I residenti di nove municipi, che rappresentano un terzo della popolazione di Santiago del Cile, hanno protestato davanti alla società francese Suez Lyonnaise des Eaux, maggiore azionista insieme a Aguas de Barcelona dell’impresa Aguas Andinas, proprietaria dell’impianto La Farfana, creato nel 2001 dopo il processo di privatizzazione dei servizi sanitari nel 1999.
Alberto Muñoz, dirigente del Comitato multisociale e intercomunale della Zona Poniente, dove risiedono 1,5 milioni di persone, era a Parigi il 13 maggio per partecipare ad una manifestazione davanti alla sede principale di Suez Lyonnaise, durante una riunione degli azionisti dell’impresa, contro la quale sono sorte proteste in diverse città del mondo.
Solo 45 giorni dopo la sua inaugurazione, nell’ottobre 2003, la Farfana ha avuto i primi problemi per la rottura dei biodigestori. Una nuova crisi si è avuta ad ottobre 2004, quando l’odore pestilenziale ha indignato il quartiere della zona ovest di Santiago, che oltre a dover subire le emissioni, ha visto aumentare le proprie tariffe per il consumo d’acqua fino al 200 per cento.

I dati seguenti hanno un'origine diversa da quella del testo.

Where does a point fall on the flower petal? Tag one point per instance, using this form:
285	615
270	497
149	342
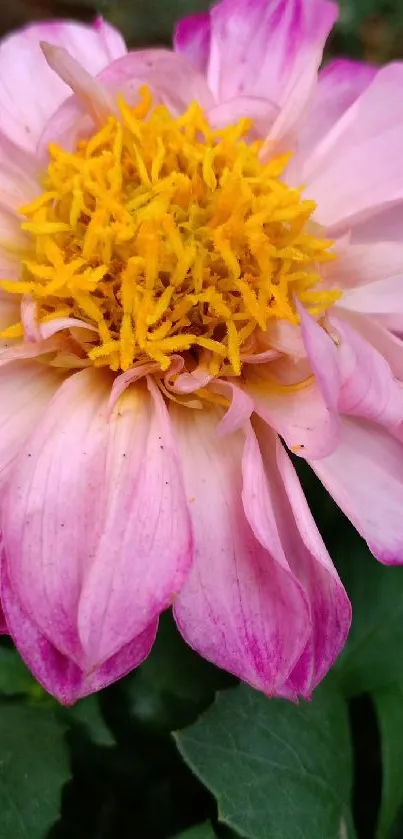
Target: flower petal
192	39
368	387
299	415
145	550
29	92
56	673
94	524
383	297
170	77
273	494
340	83
270	50
365	477
304	413
240	606
26	388
362	263
355	171
388	345
322	353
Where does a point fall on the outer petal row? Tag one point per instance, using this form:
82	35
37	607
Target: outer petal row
96	533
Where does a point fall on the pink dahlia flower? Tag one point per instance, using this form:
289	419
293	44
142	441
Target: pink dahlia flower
201	262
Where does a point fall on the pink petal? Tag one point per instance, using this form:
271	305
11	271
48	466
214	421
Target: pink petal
192	39
145	550
340	83
300	416
272	493
323	358
355	171
240	607
12	242
304	415
270	50
171	79
239	411
94	521
26	389
365	477
96	100
56	673
18	170
168	74
360	263
262	113
368	387
388	345
9	314
29	92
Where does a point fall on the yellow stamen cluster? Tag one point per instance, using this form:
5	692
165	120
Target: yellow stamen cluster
170	237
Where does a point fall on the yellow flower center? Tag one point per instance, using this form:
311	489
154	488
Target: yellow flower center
169	237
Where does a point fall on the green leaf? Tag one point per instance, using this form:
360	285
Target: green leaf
389	706
174	684
87	714
202	831
277	770
33	768
372	657
14	676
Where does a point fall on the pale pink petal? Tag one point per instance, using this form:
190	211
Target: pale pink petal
192	39
383	297
171	78
95	528
386	344
323	358
18	170
26	388
9	314
262	113
361	263
340	83
240	607
91	94
240	409
56	673
368	387
303	411
145	549
273	497
285	337
12	242
355	171
299	415
272	50
29	91
365	477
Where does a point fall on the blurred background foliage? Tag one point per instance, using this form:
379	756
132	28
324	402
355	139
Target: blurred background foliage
179	749
372	29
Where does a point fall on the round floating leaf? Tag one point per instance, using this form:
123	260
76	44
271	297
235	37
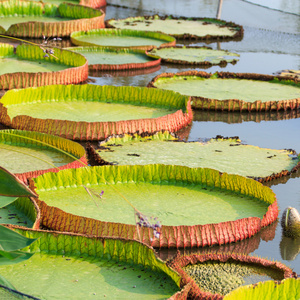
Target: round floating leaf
90	112
122	39
100	58
270	290
100	201
232	91
13	257
11	186
194	55
12	241
90	267
4	201
38	19
29	154
22	212
28	67
214	275
224	154
196	28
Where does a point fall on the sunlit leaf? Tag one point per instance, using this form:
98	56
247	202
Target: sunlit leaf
11	240
4	200
11	186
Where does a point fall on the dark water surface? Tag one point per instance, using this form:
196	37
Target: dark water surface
271	43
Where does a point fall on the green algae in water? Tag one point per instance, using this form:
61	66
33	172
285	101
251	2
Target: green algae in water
222	89
13	65
223	155
6	22
86	111
119	41
11	215
60	277
174	205
113	58
174	27
195	55
18	159
222	278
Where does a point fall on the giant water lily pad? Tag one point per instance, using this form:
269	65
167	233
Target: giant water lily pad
22	212
197	207
90	3
31	153
90	112
196	28
270	290
233	91
75	266
194	56
38	19
214	275
122	38
224	154
100	59
26	66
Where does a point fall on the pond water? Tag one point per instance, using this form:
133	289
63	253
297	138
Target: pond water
270	44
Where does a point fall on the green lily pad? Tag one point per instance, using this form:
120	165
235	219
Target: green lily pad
100	58
33	153
38	19
10	186
26	66
16	213
270	290
214	275
122	38
90	112
4	201
194	55
223	154
197	28
75	266
90	3
180	197
233	92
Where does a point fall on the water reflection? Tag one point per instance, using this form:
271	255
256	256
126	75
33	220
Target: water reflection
243	247
235	117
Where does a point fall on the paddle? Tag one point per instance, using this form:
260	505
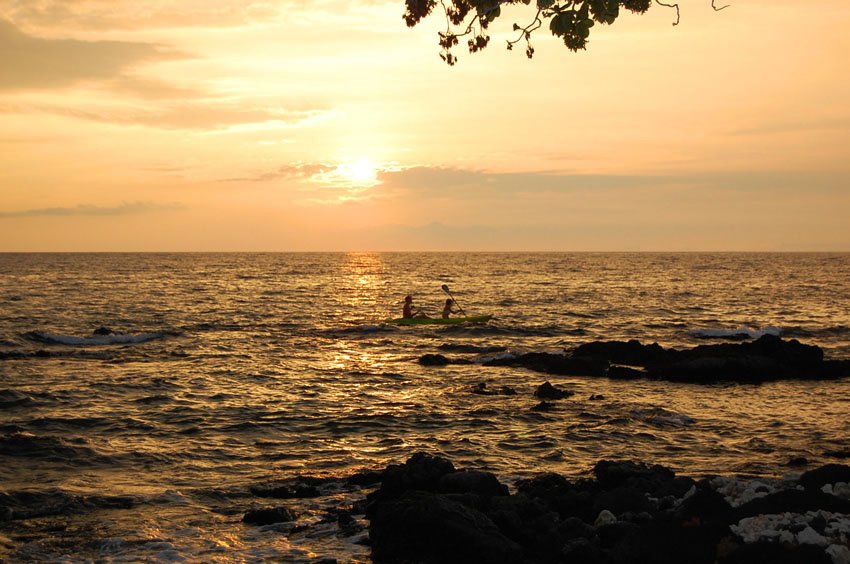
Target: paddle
446	290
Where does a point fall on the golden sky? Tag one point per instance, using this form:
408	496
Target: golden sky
292	125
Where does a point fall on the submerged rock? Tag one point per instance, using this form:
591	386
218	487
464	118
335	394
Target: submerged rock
765	359
547	391
829	474
481	389
553	363
268	516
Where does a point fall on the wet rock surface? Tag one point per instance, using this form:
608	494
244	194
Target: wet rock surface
765	359
427	511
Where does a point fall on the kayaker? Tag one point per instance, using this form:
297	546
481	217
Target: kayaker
409	311
447	309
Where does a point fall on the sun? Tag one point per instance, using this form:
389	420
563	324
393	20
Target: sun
361	172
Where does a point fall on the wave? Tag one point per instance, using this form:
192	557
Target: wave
94	340
28	445
814	332
13	398
32	504
742	332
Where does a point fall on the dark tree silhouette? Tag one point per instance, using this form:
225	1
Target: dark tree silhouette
570	20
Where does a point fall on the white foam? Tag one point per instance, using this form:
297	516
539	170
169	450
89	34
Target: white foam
741	331
111	339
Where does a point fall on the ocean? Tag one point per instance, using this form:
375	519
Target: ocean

Il senatore Nelson Avila, del Partito radicale socialdemocratico al governo, ha confessato all’IPS che la privatizzazione sanitaria “non ha assolutamente migliorato la qualità del servizio, ne ha aumentato sensibilmente i costi e, cosa più grave, gli scarsi investimenti dell’impresa hanno finito per pesare sulle bollette degli utenti”.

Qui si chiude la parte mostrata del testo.